Swansea boss has no problem with rivals paying teams to win
CARDIF - Swansea City manager Michael Laudrup says he sees no problem with teams paying rival sides to win games.
The Dane stressed he was completely against “match fixing”, but believes the term needs to be “better defined”.
He said: “If Swansea play the last game against a team and a third team pays Swansea to win the game, I really don’t see anything bad about that.”
The Football Association has said that accepting money to influence the outcome of a match is unlawful.
A spokesman, who declined to comment specifically on Laudrup’s revelations, pointed to the FA’s Rule E5 (a) that says:
* A Participant shall not, directly or indirectly, offer, agree to give, give, solicit, agree to accept or accept any bribe, gift or reward or consideration of any nature which is, or could appear to be related in any way to seeking to influence the outcome or conduct of a Match or Competition.

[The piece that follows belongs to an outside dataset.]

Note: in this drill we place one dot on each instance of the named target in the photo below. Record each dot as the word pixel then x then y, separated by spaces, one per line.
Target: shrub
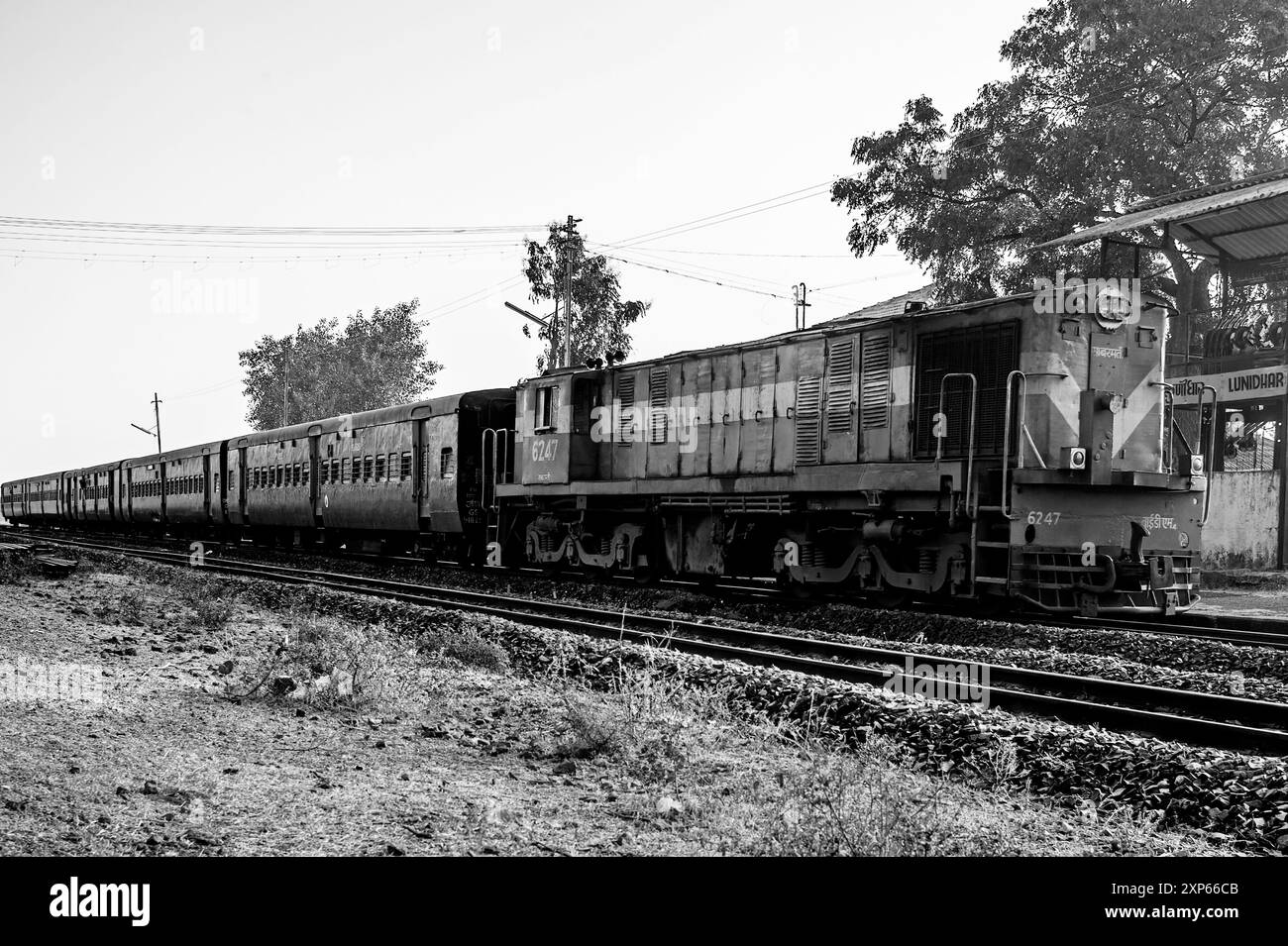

Bonuses agreed between a club and its players or club officials are deemed to be approved.
Laudrup was asked about the issue of match fixing by a journalist working for European media organisations at a news conference.
The scenario Laudrup describes could involve a club in the relegation zone paying a team a bonus if they beat one of their closest rivals, enabling the threatened club to stay up.
Laudrup, who has 104 caps and 37 goals for Denmark, was asked the question because he played for Lazio and Juventus in the 1980s, and Italian football continues to be dogged by match-fixing claims.
As many as 13 Italian clubs - mainly from the second division - are under investigation. Juventus coach Antonio Conte was given a 10-month suspension in August for not reporting alleged match-fixing in two games involving ex-club Siena in the 2010-11 season. He denies the claims and is appealing.
Laudrup, 48, said players guilty of being paid to lose should be banned from the game for life instead of being given fixed-term bans.
He said: “To say I’m against that [match-fixing] is like saying today it’s Thursday - it’s obvious.
“The worst match fixing I’ve heard was what happened in Italy before I came there in the beginning of the 80s, where somebody bought three or four of the players in a team to lose a game.
“That means that seven or eight players in a team were playing to win, like normal, and three or four of them just to lose.”
However Laudrup has no issue with what is known in Spanish football as the “suitcases” culture. “It’s just a bonus. For me, match-fixing is somebody pays someone to lose a game,” he said.